Salesforce Ventures Managing Partner Matt Garratt (L) with Rob Keith (R).

Q: What do you think makes Salesforce Ventures unique in the VC world?

With an ever-increasing supply of venture capital pouring into the market, it’s imperative to be differentiated. I’m incredibly passionate about the model we’re building here at Salesforce Ventures. We have the global reach of a large-scale venture firm that’s backed by the brand reputation of Salesforce.

We also have a unique investing mindset in that we are hyper-focused on partnering with amazing entrepreneurs who are focused on customer success. When we walk into a room to meet with a CEO, we are backed not only by the entire Salesforce ecosystem but also the knowledge gained from doing more than 300 investments. Salesforce pioneered the SaaS and cloud model 20 years ago, and the internal knowledge and resources that we have at our disposal are really unmatched. I’m definitely excited to take all of this to the Australian market.

Q: Salesforce Ventures ‘invests in innovation’ — what does that mean to you?

I think of innovation as ideas that aim to solve existing problems in a unique way or a creative idea that provides solutions to an emerging problem that will become mainstream in the future. We like to invest in companies that are creating a technology that is 10X times better than an existing solution today, or that are building a technology that is solving a new problem in an emerging market. We always view this from a customer’s framework and mindset. What pain points does the customer have today that we can solve, or what are some of the problems that we know they’re going to run into 3-5 years from now?

Q: Let’s talk about Australia. You’re moving to Sydney to lead the investments there. What are you most excited about with that opportunity?

I’ve always had an entrepreneurial bug inside me. I think the opportunity to move to a new market and help shape the Salesforce Ventures brand is a big one. When I joined Salesforce five years ago, this was one of the things that drew me to the position. I could have joined an already established venture firm, but I really wanted to join a group that was building something special and lasting.
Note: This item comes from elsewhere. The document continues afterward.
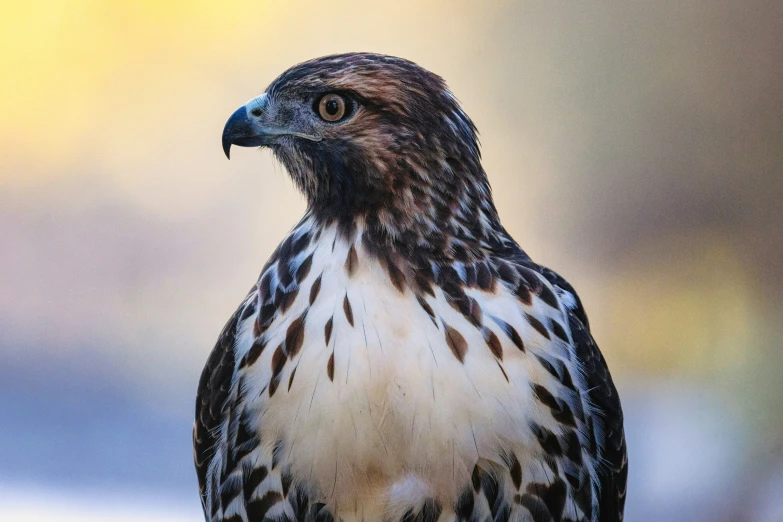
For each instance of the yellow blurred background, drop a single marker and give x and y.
(635, 147)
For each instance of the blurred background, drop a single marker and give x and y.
(636, 147)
I view the Australian opportunity as similar to when I first started — a new venture. In Australia and New Zealand, the successes of companies like Atlassian and Xero have helped to spur a tech ecosystem and created a flywheel for further innovation. We’ve seen the second wave of amazing enterprise companies emerge such as Canva, Deputy, Safety Culture, and Culture Amp. We also believe the Australian market is on the verge of breaking out from a startup and venture capital point of view. There is a combination of talent, capital, great research universities and successful exits that create a great network effect. Australia is beginning to capitalize on that.

Q: In addition to the new Australia Fund, Salesforce has started some similar funds, including the Japan Fund, and the Canada Fund. What are the advantages gained from launching these regional investments?
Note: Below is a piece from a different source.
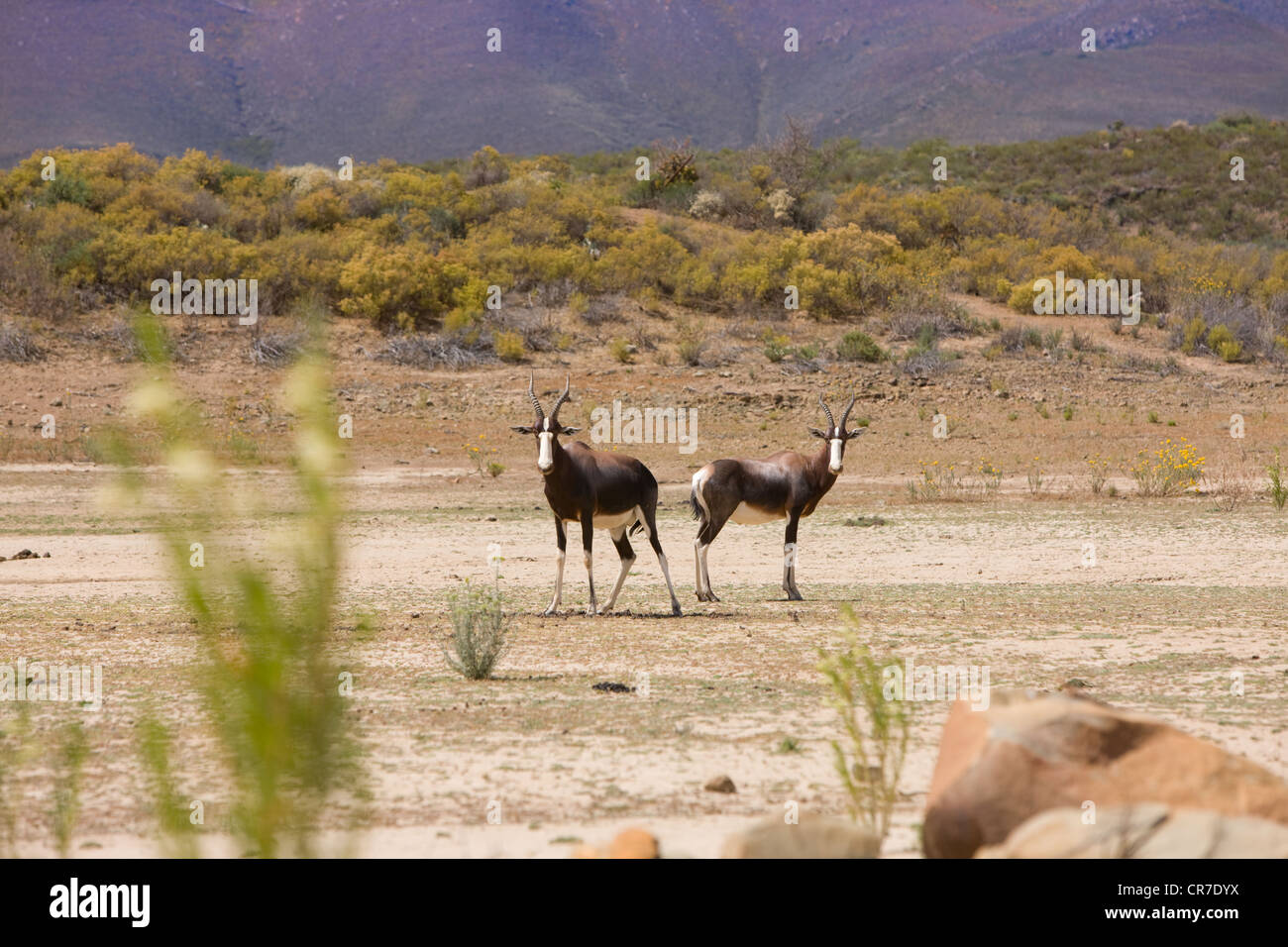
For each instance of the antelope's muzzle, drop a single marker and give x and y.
(545, 454)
We gain a lot from planting a flag in the ground in these regions and markets. We want to let venture capitalists and entrepreneurs know that Salesforce is here to help emerging businesses become successful. When we first started building the program in 2014 we had to do a lot of marketing and branding around what Salesforce Ventures was. Now we can truly help those regional entrepreneurs as strategic investors. We think the success we’ve seen in Canada, Europe, and Japan is driving the need and demand to create more regional-focused funds.

Q: If you picture yourself a year from now – a year from when the fund launches – what do you hope to accomplish?
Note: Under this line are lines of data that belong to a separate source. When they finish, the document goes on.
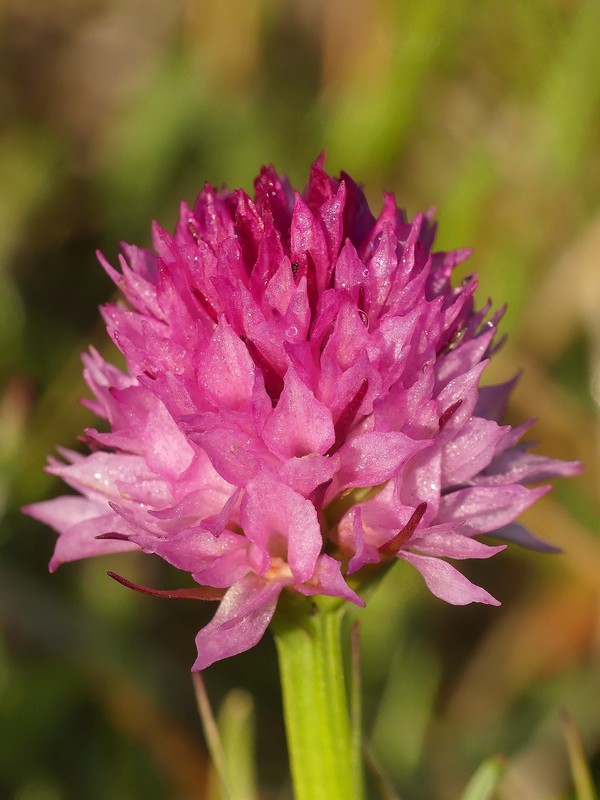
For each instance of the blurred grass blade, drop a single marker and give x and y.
(213, 737)
(385, 789)
(582, 777)
(485, 781)
(356, 700)
(236, 721)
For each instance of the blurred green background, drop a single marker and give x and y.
(111, 112)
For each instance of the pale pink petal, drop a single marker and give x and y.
(226, 371)
(328, 579)
(373, 458)
(299, 424)
(484, 509)
(446, 582)
(282, 523)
I hope over the next year, we are able to deliver a similar impact to what we’ve seen in other parts of the world, like the U.S., Canada, Europe, and Japan, and really help to grow the Australian startup ecosystem. Our hope is that Salesforce Ventures is one of the first venture firms that SaaS entrepreneurs reach out to when they decide to raise capital and bring on partners. We have gained valuable experience in seeing how regional funds can drive success for companies and customers across industries.

I truly think we are in the early innings of the startup ecosystem in Australia, and I’m incredibly excited to be able to participate in and help shape the forefront of the technology ecosystem there.